Lawsuits Show Crypto KYC Can Help Recover Losses

One of the biggest issues virtually all crypto regulations seek to fix is the need to identify the parties in every transaction, which is difficult given that blockchain technology is specifically designed to be “trustless” in a way that allows owners and sellers to hide behind cryptographic pseudonyms.

While it will always be possible to hide behind cryptocurrencies’ private keys and wallet addresses with a little expertise and an unhosted wallet, it’s going to get harder and harder as know-your-customer (KYC) regulations kick in with the legislation elected officials and oversight agencies are writing in the U.S. and passing in the EU’s MiCA legislation.

See also: EU Agrees on Strong AML Checks for Crypto With an Exemption for Unhosted Wallets

But it does come with benefits, as a pair of top exchanges demonstrated this week. One was Coinbase, which accidentally priced one Georgian lari at $290 instead of $2.90 for customers off-ramping fiat held in their account wallets, CoinDesk reported on Sept. 2. that it is “taking action to retrieve the improperly withdrawn funds” from clients’ bank accounts.

The second was Crypto.com, which also had some decimal issues. Last May, the exchange alleges in a lawsuit, it sent a woman 10.5 million Australian dollars (about $7.1 million) when she tried to withdraw 100 Australian dollars. By the time they figured it out in February the woman had already spent more than 1.35 million on a house, it alleged in the Aug. 26 filing.

The firm has won a default judgment in its suit, CNBC reported on Sept. 1.

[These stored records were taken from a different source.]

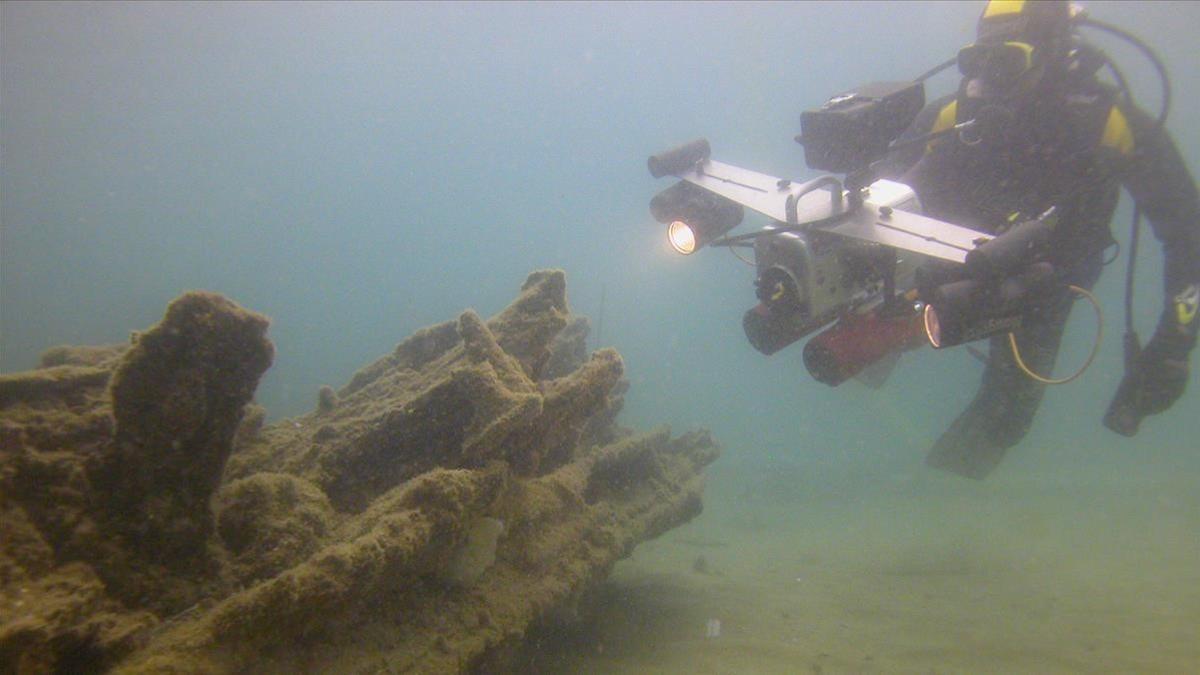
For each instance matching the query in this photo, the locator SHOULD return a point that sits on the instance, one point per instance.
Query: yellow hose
(1096, 346)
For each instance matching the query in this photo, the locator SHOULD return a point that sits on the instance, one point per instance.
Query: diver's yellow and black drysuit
(1068, 143)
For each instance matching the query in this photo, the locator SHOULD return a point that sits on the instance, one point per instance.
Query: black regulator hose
(1132, 344)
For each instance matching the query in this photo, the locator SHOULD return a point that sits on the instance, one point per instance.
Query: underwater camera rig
(853, 252)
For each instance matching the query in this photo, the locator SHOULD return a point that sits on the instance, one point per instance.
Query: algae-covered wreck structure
(454, 499)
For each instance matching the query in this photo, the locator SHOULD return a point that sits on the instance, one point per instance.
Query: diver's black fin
(969, 448)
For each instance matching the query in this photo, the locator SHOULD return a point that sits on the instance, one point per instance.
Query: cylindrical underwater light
(967, 310)
(694, 216)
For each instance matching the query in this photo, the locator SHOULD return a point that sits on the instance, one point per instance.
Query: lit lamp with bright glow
(694, 216)
(682, 238)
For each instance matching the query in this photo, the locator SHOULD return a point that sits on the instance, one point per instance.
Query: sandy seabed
(1095, 572)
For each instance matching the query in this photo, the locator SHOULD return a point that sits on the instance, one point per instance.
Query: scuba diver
(1050, 135)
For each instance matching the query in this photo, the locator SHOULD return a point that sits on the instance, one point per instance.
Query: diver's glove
(1156, 376)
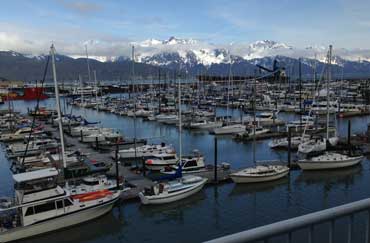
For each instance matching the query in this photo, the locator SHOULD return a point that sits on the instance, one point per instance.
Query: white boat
(316, 145)
(263, 119)
(20, 134)
(167, 192)
(41, 206)
(76, 131)
(329, 160)
(283, 142)
(40, 145)
(229, 129)
(205, 124)
(143, 151)
(189, 164)
(160, 160)
(260, 173)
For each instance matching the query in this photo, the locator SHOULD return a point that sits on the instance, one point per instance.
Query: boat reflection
(252, 188)
(344, 176)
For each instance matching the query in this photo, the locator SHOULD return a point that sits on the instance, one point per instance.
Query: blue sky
(28, 24)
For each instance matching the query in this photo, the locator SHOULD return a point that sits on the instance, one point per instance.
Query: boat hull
(56, 223)
(324, 165)
(174, 197)
(256, 179)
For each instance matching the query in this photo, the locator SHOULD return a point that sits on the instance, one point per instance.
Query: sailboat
(320, 144)
(41, 205)
(229, 128)
(179, 188)
(328, 160)
(262, 172)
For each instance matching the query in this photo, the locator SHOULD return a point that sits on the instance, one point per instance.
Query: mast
(88, 65)
(327, 91)
(52, 53)
(254, 121)
(96, 91)
(133, 76)
(300, 92)
(180, 124)
(228, 90)
(82, 91)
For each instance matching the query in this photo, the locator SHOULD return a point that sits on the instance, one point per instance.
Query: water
(216, 211)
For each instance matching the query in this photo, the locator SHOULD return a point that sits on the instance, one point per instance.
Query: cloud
(80, 6)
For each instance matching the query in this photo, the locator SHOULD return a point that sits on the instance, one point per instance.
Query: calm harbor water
(217, 210)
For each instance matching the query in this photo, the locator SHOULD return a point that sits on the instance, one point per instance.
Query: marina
(291, 189)
(183, 140)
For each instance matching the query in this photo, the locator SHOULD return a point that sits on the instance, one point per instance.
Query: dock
(134, 179)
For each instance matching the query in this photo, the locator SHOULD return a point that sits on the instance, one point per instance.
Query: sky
(30, 26)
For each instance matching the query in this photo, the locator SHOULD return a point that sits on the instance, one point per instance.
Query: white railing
(308, 221)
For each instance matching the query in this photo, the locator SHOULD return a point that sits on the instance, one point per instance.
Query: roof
(34, 175)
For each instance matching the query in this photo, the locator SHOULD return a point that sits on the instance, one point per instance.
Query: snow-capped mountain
(197, 56)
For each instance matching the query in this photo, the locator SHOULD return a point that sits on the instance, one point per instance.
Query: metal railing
(308, 221)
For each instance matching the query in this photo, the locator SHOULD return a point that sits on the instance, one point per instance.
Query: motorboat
(260, 173)
(20, 134)
(317, 144)
(36, 146)
(283, 143)
(171, 191)
(41, 206)
(160, 160)
(205, 124)
(143, 151)
(229, 129)
(329, 160)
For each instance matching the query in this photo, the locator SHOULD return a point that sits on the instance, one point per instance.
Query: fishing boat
(171, 191)
(329, 160)
(260, 173)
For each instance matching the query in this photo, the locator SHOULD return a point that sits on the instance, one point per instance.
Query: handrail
(293, 224)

There are a couple of lessons to be drawn from the case that any company transacting in cryptocurrency should draw from these cases.

Irreversible

First, it highlights the impossibility of halting or reversing any transaction, so decimal point mistakes and other overpayments require the goodwill of the recipient. Which in turn requires the ability to identify the recipient.

While that does have the very big benefit of eliminating chargeback fraud, it works in the other direction. This means that there’s a very good reason to work with a crypto payments technology firm that has the capability to collect KYC personal identification data beyond complying with anti-money-laundering (AML) laws — which is plenty of reason all by itself.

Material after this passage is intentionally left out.